Transitions Newsletter Header

Bridges to Operations: Informing NCEP Legacy Operational Model Retirement Through Scorecards

Contributed by Michelle Harrold (NCAR and DTC) and Jeff Beck (NOAA GSL, CU CIRES and DTC)
Winter 2023

NOAA is undergoing a massive, community-driven initiative to unify the NCEP operational model suite under the Unified Forecast System (UFS) umbrella. A key component of this effort is transitioning from the legacy systems to unified Finite-Volume Cubed-Sphere (FV3)-based deterministic and ensemble operational global and regional systems. For the UFS, the goal is to consolidate operational models around a common software framework, reduce the complexity of the NCEP operational suite, and maximize available HPC resources, which is especially imperative with a shift toward using ensemble-based operational systems. As such, a number of current operational systems are slated to be retired; however, before systems can be phased out, the upcoming systems need to perform on par or better than the systems they are replacing.

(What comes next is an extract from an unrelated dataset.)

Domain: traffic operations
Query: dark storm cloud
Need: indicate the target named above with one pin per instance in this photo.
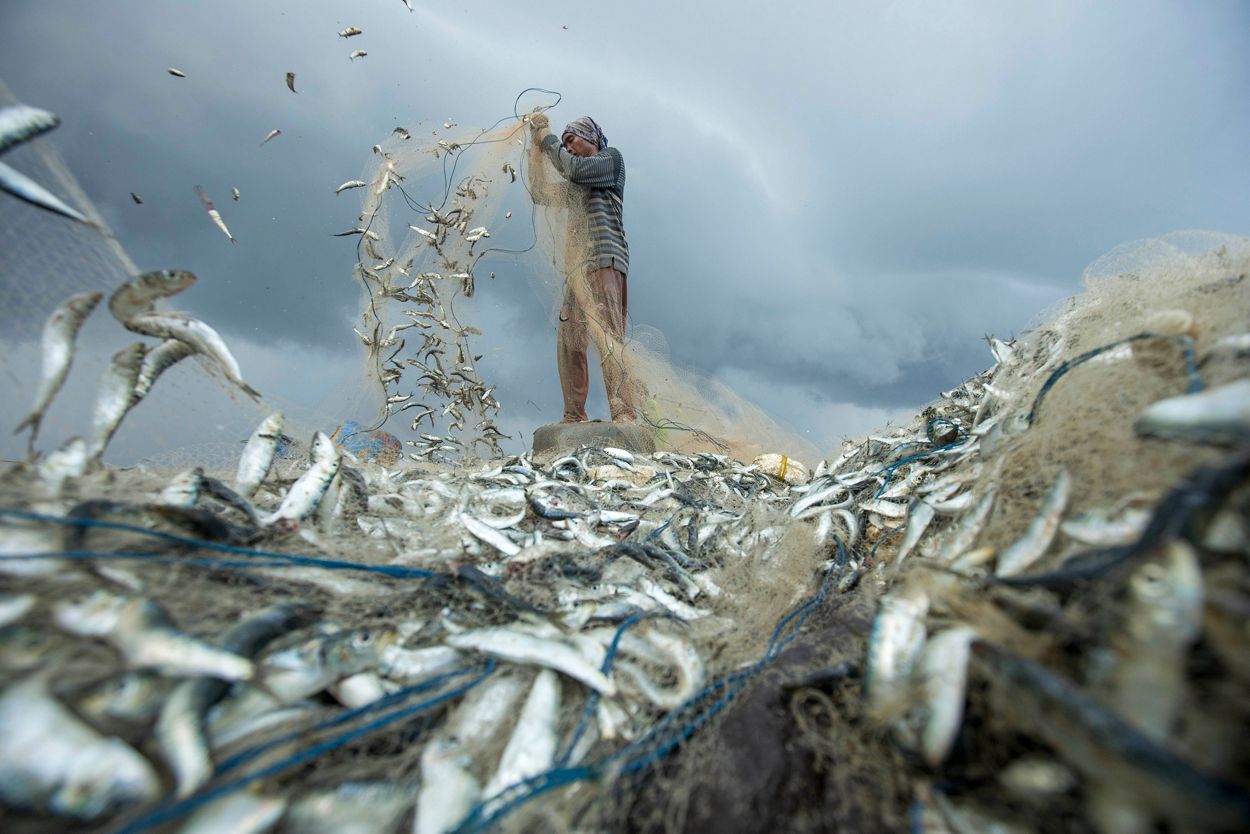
(828, 205)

To address this evaluation requirement, the DTC was charged with creating performance summary “scorecards” to inform model developers, key stakeholders, and decision makers on the retirement readiness of legacy systems, as well as highlight areas that can be targeted for improvement in future versions of UFS-based operational systems. Scorecards are used as a graphical synthesis tool that allow users to objectively assess statistically significant differences between two models (e.g., the UFS-based Rapid Refresh Forecast System (RRFS)  and one of the operational systems) for user-defined combinations of forecast variables, thresholds, and levels for select verification measures.

Scorecards are used as a graphical synthesis tool that allow users to objectively assess statistically significant differences between two models, e.g., the UFS-based Rapid Refresh Forecast System and one of the operational systems, for user-defined combinations of forecast variables, thresholds, and levels for select verification measures.

This exercise focused on evaluating the UFS-based Global Forecast System (GFS) against the North American Mesoscale (NAM) model and Rapid Refresh (RAP) model, as well as the UFS-based Global Ensemble Forecast System (GEFS) against the Short-Range Ensemble Forecast (SREF) system. The eventual goal is to replace the NAM and RAP with the GFS for medium-range forecasting, and replace the SREF with the GEFS as a medium-range ensemble-based system. The scorecards were created with the METplus Analysis Suite using verification output from April 2021 - March 2022; verification output was provided by NOAA/EMC (special thanks to Logan Dawson and Binbin Zhou at EMC for facilitating the data transfer!). The provided verification output allowed for deterministic, ensemble, and probabilistic grid-to-grid and grid-to-point evaluations over four seasonal aggregations.

Key results indicated promising GFS results against the NAM, but the RAP is still largely competitive. When evaluating the GFS against the NAM, precipitation is consistently better forecast in the GFS. For upper-air fields, the GFS generally performs as well or better than the NAM; however, convective-season upper-air forecasts could be a target for improvements in the GFS, as the NAM was most competitive during this period. When evaluating the GFS against the RAP, surface-based and low-to-mid-level verification for the GFS is generally on par or worse than the RAP. The GFS scores well aloft and with cold season precipitation, but an area of focused improvement should be directed toward warm season precipitation. When considering GEFS versus SREF, the GEFS performance was slightly better overall in the fall and winter seasons, but worse in the spring and summer seasons. Results have been shared through presentations at the weekly NOAA/EMC Model Evaluation Group (MEG) meeting as well as a UFS Short-Range Weather/Convective-Allowing Model (SRW/CAM) Application Team meeting. Examples of the scorecards created during this evaluation are provided in Figures 1 and 2.

 

Figure 1. Scorecard of Gilbert Skill Score (GSS) for 3-h accumulated precipitation at specified thresholds and forecast lead times for the 00 UTC initializations over the period July 1, 2021 - Sept. 30, 2021. Results indicate that after the 12-h forecast lead time, when there are statistically significant differences, the GFS outperforms the NAM.

Figure 2. Scorecard of Continuous Ranked Probability Score (CRPS), bias, and root-mean squared-error (RMSE) for 2-m temperature, 2-m relative humidity, U-component of the wind, V-component of the wind, pressure reduced to mean-sea level (PRMSL), and total cloud for various forecast lead times for the 12/15 UTC initializations over the period April 1, 2021 - June 30, 2021. Results are mixed, with GEFS having slightly worse performance overall; however, GEFS does frequently outperform SREF at 06-, 24-,30-,48-,54-,72-, and 78-h forecast lead times.